The researchers have also begun studying a number of cases where connections in the brain are not forming correctly. Dr. Studholme and his colleagues at UW, Seattle Children’s Hospital and the Oregon Health Sciences University are using the technique to study various environmental effects on the developing brain. In one project, they are examining the effects of the mother’s diet during pregnancy, specifically looking at protein levels and what might happen if, for example, protein is restricted. In another study, the researchers are looking at the influence of fetal alcohol exposure on fetuses’ developing brains.

The new technology is expected to be useful in a number of areas, the researchers say. It could be used to study differences between developing brains in premature and full-term babies. Dr. Studholme and his colleagues Dr. Michael Portman and Dr. Matthew Files at Seattle Children’s Hospital are seeking funding to study brain development in babies who have abnormally developing hearts. Babies with heart defects before birth often can have poorer early language skills. “In these babies with impaired heart development, it appears that the brain, even before birth, is actually developing abnormally, so we’re trying to use these functional imaging techniques to look at brain oxygenation and activity as well as tissue microstructure.
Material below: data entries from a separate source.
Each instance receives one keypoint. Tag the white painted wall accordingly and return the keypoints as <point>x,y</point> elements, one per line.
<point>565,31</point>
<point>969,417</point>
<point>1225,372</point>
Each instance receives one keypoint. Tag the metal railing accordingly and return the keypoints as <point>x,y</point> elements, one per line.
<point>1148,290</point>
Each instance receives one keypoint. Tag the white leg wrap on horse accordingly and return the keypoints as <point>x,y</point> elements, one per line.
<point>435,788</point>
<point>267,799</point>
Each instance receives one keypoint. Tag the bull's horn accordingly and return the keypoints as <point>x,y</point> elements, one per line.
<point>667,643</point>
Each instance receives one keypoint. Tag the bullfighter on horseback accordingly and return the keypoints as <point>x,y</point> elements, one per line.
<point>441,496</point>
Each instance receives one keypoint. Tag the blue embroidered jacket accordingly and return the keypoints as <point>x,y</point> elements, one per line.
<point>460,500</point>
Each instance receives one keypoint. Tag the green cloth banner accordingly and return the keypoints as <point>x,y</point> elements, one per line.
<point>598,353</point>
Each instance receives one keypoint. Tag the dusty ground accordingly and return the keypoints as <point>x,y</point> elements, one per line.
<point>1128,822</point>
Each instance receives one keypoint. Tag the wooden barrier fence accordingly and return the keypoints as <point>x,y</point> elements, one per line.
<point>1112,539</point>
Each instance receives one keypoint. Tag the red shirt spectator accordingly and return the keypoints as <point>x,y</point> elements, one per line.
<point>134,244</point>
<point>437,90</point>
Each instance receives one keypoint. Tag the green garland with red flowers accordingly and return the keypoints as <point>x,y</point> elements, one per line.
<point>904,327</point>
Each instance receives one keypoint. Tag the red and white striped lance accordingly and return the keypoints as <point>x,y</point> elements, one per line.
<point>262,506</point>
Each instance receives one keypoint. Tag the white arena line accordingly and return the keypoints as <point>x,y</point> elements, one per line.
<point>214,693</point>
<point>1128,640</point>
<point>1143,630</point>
We want to see whether we can identify early on which babies are going to have developmental problems, even after their heart defects have been treated, so we can direct early neurodevelopmental interventions after birth.”

Dr. Studholme is also part of a UW-led team that used different but related motion correction techniques to study the Zika virus in fetal monkey brains. The research, published online in Nature Medicine in September 2016, showed that brain lesions developed in the fetus as soon as 10 days after a pregnant macaque was infected. Further research is using a similar structural imaging technique developed by the lab to create high accuracy measurements of the fetus’s brain tissue growth during pregnancy to help evaluate whether vaccines and treatments are effective in preserving normal development after infection.

UW Bioengineering faculty Colin Studholme

Dr. Colin Studholme, joint professor of pediatrics and bioengineering

“This research is in its infancy, but it promises to allow us to get a better understanding of what influences brain development and fetal development – everything from alcohol exposure to stress to diet during pregnancy and how that affects brain development,” Dr. Studholme says. “There’s a world of new studies that we could be doing. By being able to image babies’ brains before birth, we can begin also to look more accurately at what might cause less common but more extreme clinical cases of abnormal brain development that are challenging to diagnose and treat.”